I am unable to answer the DMA size questions. However, from the original thread, is it correct to assume that the initial boot delay of PCIe enumeration allows working correctly until using standby? Knowing if the device initially works prior to any kind of power saving mode would be very useful information, especially if DMA was running successfully prior to standby/resume.

Incidentally, this device does not support the advanced error reporting (AER), and thus debugging information is minimal. What we do know:

  • The bridge is functioning correctly.
  • The device is only capable of PCIe rev. 1 (2.5GT/s).
  • The bridge is capable of PCIe rev. 2 (5GT/s).
  • The bridge correctly throttled back to rev. 1 since the device can only handle rev. 1.
  • Assuming operation is good until some sort of standby/resume, we know signal quality is good.
  • Assuming DMA succeeded prior to standby/resume we know any kind of DMA setup is correct (at least prior to standby).

So one question is whether the driver itself is capable of handling standby/resume correctly. I have no way of debugging that. However, if you know DMA worked before, but fails after standby/resume, then you can at least tie it down to that part of the code/driver and/or the hardware behavior after this. Probably the next person looking at this will need to know which driver you are using, along with details of how the DMA works before/after the standby/resume. Unfortunately, the driver itself is not going to say much about the error, and so someone may need to suggest debug printk statements to add to the driver.

Dear linuxdev

Thanks for your reply!

This DMA size question has nothing to do with standby/resume.
I didn’t trigger TK1 into standby mode during DMA testing.
And i didn’t apply the time delay code metioned in the original thread during DMA testing.

In our pcie driver:
1.use ioremap_nocache to map the BAR0 for FPGA register’s write/read in probe function.
2.use dma_alloc_coherent to alloc buffer for DMA in probe function
3.use pgprot_noncached + remap_pfn_range to map physical address into userspace in mmap function.
4.implement some sub-fuctions for starting DMA with size and physical address in ioctl function.
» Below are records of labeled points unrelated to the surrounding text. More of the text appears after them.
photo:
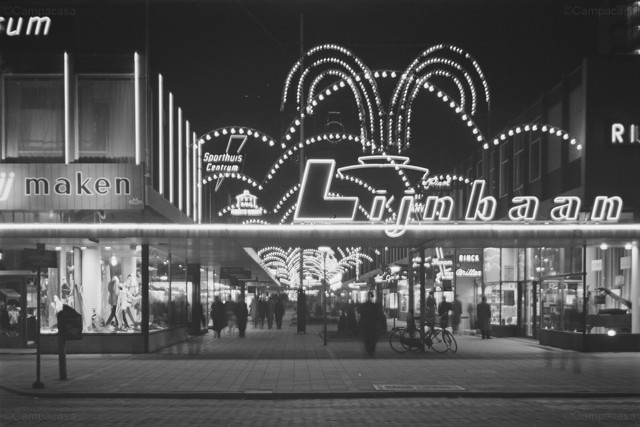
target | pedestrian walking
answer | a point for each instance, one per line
(230, 314)
(456, 308)
(369, 315)
(218, 316)
(254, 311)
(271, 311)
(352, 322)
(443, 311)
(241, 317)
(279, 312)
(262, 312)
(430, 311)
(484, 318)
I couldn’t personally say what the requirements are for data size or alignment, but there are some differences in DMA (physical/virtual) addressing between the older arm32 systems and the arm64 systems, and I suspect you may be running into one of those differences. Someone else will need to comment for details of DMA addressing in arm32, but was this driver originally written for arm64 or other 64-bit?

Dear linuxdev

We didn’t find out the root cause of this problem.
Temporary we limit the size in pcie device driver.

Thanks a lot for your advice.

Just a thought on this topic. Unlike virtual memory there are limitations on DMA which requires non-fragmented contiguous memory. Perhaps there simply was not a large enough contiguous memory available for larger sizes.